Será que não percebem que não dá
para tapar o sol com a peneira? Estão se virando contra seus próprios
clientes. Quem baixa música na net é a mesma pessoa que compra
CDs, é quem ainda sustenta a indústria deles até hoje.
Que fique bem claro aqui, antes que os nervosos se rebelem
e não terminem de ler meu texto, que não apoio a pirataria
de nenhum lado. Nem das gravadoras, que esfolam seus clientes e artistas,
e que viraram impérios milionários. Nem dos usuários
dos programas P2P, como o Kazaa, que usam o produto alheio sem pagar nem
um centavo para quem o produziu. E veja bem, eu disse produziu. Sim, porque
o artista, quem de verdade produz a música ou filme, esse sempre
é prejudicado, nos dois formatos. Pela gravadora, que cobra taxas
infinitas de comissão para a produção e venda dos CDs,
e pela pirataria na net.
Será que ninguém consegue achar um modelo intermediário?
Um meio termo que agrade a todos?
Num estudo recente, publicado pela empresa de consultoria
KPMG, chegaram a conclusão que as empresas de mídia devem
parar de concentrar tantos recursos na proteção do conteúdo
digital para procurarem maneiras de ganhar dinheiro com música e
filmes digitais se quiserem derrotar a pirataria. Tem muita lógica!
A consultoria disse também que a responsabilidade por encontrar novos
modelos de negócios digitais cabe aos conselhos supervisórios
das empresas e não apenas aos executivos de escalão médio.
Com uma perda de receita estimada entre US$ 8 bilhões US$ 10 bilhões
ao ano, a questão deveria ser resolvida pelos dirigentes das corporações.
"O que não se vê é um questionamento
real dos modelos de negócios", disse Ashley Steel, sócia
da divisão de Informação, Comunicações
e Entretenimento da KPMG. "Eles se queixam dos Napsters", disse
ela, referindo-se ao extinto serviço de troca de música digital
condenado por violar leis norte-americanas de defesa dos direitos autorais.
"Mas por que os Napsters existem? Porque o mercado os quer?".
Desde que a expansão da tecnologia nos anos 90 alimentou
o esforço para colocar música, filmes, espetáculos
e livros na web, as grandes gravadoras, estúdios de cinema e TV e
editoras mundiais concentraram-se em criar software e hardware que impeça
as pessoas de copiar conteúdo digital ilegalmente e revendê-lo.

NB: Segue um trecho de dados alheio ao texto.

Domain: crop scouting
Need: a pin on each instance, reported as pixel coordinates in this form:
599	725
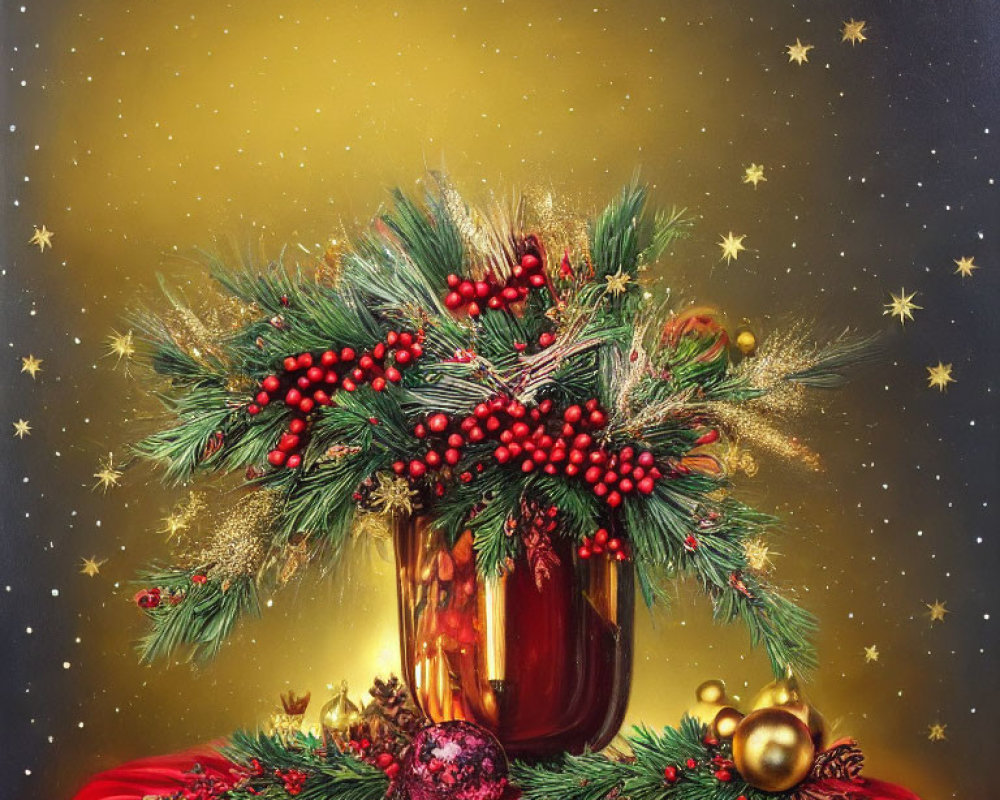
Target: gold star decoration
853	31
901	306
392	494
120	345
798	52
617	283
936	732
42	237
731	246
939	377
91	566
757	555
31	365
754	174
107	476
964	266
937	611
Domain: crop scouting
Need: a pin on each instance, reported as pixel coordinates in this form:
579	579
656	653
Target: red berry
438	423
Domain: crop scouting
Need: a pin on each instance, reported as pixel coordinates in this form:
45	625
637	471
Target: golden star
939	377
937	610
853	31
91	566
731	246
617	283
754	174
935	732
965	266
757	554
798	52
901	306
42	238
107	476
120	344
31	365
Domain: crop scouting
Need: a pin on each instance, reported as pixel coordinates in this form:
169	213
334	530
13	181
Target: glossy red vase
547	669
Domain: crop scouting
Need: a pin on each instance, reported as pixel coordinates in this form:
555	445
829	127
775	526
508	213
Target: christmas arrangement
507	375
506	395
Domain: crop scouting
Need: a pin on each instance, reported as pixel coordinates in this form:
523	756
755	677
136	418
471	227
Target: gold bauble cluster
775	745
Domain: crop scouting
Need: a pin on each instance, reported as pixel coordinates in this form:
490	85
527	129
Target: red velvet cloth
160	776
171	776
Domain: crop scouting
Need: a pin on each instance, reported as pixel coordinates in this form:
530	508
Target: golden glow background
140	132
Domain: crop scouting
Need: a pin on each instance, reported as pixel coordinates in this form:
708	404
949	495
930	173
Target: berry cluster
537	439
472	295
309	379
602	542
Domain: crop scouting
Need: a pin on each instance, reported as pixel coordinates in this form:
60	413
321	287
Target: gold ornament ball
746	342
785	693
726	722
773	750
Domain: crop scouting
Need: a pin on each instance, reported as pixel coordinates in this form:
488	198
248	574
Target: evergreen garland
580	327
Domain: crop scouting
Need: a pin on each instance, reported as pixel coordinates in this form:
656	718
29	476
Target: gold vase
545	669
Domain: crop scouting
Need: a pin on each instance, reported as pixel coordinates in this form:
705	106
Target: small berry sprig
489	292
309	380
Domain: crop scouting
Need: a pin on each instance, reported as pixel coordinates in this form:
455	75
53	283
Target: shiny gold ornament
711	697
726	722
773	750
338	717
785	693
746	342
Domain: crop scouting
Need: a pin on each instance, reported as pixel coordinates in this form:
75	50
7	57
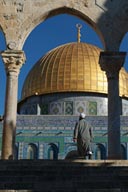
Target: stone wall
64	176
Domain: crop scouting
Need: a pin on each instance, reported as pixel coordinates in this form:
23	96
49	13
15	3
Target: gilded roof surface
68	68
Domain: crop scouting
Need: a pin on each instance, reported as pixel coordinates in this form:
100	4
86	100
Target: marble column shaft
13	61
111	63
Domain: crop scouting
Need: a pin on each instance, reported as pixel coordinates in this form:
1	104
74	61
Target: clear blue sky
53	32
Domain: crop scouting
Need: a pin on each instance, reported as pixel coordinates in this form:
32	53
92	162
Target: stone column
111	63
13	61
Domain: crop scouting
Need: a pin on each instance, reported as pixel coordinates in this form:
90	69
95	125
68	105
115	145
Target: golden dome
68	68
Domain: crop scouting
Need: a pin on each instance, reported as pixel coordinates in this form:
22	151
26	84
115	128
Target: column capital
13	60
111	62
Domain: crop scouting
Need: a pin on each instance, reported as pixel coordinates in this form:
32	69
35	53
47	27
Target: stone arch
32	151
54	12
53	151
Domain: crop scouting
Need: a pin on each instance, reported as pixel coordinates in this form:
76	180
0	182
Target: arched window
16	152
32	151
53	151
123	152
100	152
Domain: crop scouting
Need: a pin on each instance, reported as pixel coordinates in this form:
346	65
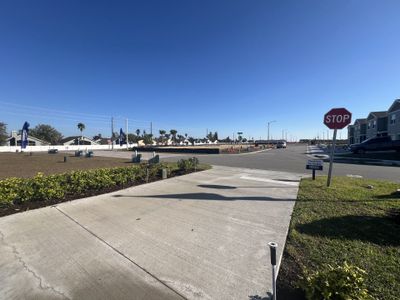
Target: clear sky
191	65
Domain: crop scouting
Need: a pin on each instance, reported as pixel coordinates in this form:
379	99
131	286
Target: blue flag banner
122	137
24	135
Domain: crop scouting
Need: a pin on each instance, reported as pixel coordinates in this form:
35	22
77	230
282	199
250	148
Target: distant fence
178	150
62	148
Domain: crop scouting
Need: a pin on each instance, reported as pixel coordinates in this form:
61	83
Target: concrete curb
367	161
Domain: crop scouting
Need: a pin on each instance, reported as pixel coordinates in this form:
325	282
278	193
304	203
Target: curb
366	161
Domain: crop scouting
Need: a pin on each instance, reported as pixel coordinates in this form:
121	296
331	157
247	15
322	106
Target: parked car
281	144
383	143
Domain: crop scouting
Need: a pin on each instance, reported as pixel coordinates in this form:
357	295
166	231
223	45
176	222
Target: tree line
52	136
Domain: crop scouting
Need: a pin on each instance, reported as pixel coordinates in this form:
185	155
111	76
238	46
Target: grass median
354	221
20	194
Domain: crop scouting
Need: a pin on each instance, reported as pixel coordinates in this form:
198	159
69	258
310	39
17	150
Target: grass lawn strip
346	222
21	194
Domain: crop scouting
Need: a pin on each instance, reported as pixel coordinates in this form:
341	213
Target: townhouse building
377	123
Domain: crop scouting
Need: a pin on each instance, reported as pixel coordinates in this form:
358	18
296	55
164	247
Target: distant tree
212	136
147	139
173	133
3	133
98	136
132	138
181	138
215	136
46	133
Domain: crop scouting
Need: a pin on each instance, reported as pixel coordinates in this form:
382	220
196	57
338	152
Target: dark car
281	144
383	143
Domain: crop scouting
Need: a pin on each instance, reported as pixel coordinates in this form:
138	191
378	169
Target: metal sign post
314	164
328	183
272	248
336	118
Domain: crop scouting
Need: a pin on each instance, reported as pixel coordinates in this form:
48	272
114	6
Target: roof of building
395	105
360	121
70	138
377	114
30	137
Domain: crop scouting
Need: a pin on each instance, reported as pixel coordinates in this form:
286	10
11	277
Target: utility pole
112	133
268	128
126	132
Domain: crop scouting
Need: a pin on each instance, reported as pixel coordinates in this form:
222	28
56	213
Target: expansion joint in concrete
119	252
29	270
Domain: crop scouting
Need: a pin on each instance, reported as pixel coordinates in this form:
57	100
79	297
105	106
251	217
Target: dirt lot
24	165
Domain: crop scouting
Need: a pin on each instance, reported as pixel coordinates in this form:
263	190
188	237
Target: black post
272	248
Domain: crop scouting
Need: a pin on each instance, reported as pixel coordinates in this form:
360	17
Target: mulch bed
24	165
17	208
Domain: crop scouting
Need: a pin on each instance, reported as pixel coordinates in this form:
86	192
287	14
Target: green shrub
345	282
76	183
43	187
188	164
10	189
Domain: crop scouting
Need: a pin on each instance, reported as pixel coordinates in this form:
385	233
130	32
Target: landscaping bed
354	221
388	155
21	194
25	165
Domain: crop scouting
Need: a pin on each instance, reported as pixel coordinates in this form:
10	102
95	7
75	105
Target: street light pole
268	127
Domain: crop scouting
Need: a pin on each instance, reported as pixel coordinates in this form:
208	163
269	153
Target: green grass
373	155
346	222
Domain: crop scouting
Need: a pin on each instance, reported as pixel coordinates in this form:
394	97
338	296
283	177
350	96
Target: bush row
76	183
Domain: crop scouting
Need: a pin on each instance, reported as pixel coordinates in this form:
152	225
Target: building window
393	119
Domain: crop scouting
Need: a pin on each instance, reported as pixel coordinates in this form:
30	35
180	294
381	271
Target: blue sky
191	65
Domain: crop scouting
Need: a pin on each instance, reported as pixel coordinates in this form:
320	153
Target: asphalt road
293	159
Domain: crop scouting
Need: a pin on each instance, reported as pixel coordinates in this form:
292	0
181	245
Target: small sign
315	164
337	118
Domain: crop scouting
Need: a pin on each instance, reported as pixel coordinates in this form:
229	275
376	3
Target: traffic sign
337	118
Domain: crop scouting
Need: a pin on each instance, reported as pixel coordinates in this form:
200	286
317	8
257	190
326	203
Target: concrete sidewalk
200	236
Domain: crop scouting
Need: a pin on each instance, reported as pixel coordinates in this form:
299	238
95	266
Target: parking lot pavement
199	236
128	154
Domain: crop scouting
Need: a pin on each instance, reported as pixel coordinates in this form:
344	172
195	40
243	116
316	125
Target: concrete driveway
200	236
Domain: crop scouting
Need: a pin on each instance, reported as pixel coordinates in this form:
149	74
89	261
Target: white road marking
270	180
354	176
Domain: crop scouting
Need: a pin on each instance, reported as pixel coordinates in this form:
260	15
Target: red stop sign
337	118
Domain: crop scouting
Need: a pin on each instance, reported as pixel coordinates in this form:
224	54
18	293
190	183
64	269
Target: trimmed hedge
74	184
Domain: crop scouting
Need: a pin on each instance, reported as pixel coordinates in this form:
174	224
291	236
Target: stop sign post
336	118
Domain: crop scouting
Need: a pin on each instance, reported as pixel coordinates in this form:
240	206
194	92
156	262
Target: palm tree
162	133
81	127
173	132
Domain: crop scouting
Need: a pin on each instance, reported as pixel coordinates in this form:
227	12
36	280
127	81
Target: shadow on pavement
206	196
377	230
216	186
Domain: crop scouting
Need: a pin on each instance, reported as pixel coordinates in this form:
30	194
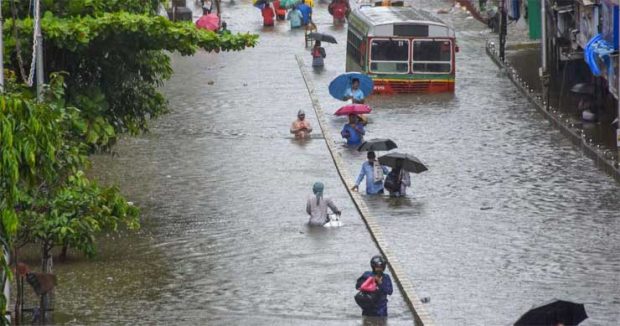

Totalmente sem sucesso. A indústria fonográfica foi a mais
atingida, com uma queda dramática nas vendas de CDs ao longo dos
últimos anos, enquanto os chamados serviços peer-to-peer na
web, como o Napster, no qual as pessoas trocam arquivos entre si, cresceram.
Até tentaram lançar sites de download pago de música
para combater a troca de arquivos, mas não conseguiram atingir seus
objetivos.
O resumo é que os executivos estão muito mais
preocupados em manter a chave do cofre segura do que agradar seu consumidor.
Se concentram mais em software de cifragem e outras tecnologias que bloqueiem
a pirataria em lugar de tentar encontrar caminhos para chegar antes dos
piratas à preferência dos consumidores.
Seria ótimo que a indústria da mídia
acordasse para o real problema, antes que o problema acabe com ela. Vale
lembrar o caso da indústria de vídeo doméstico, que
há 20 anos combatia piratas até encontrar maneiras de conseguir
lucros do vídeo, apesar da pirataria. Ofereciam produtos bons, por
preços justos. Resultado simples: acabaram com a pirataria.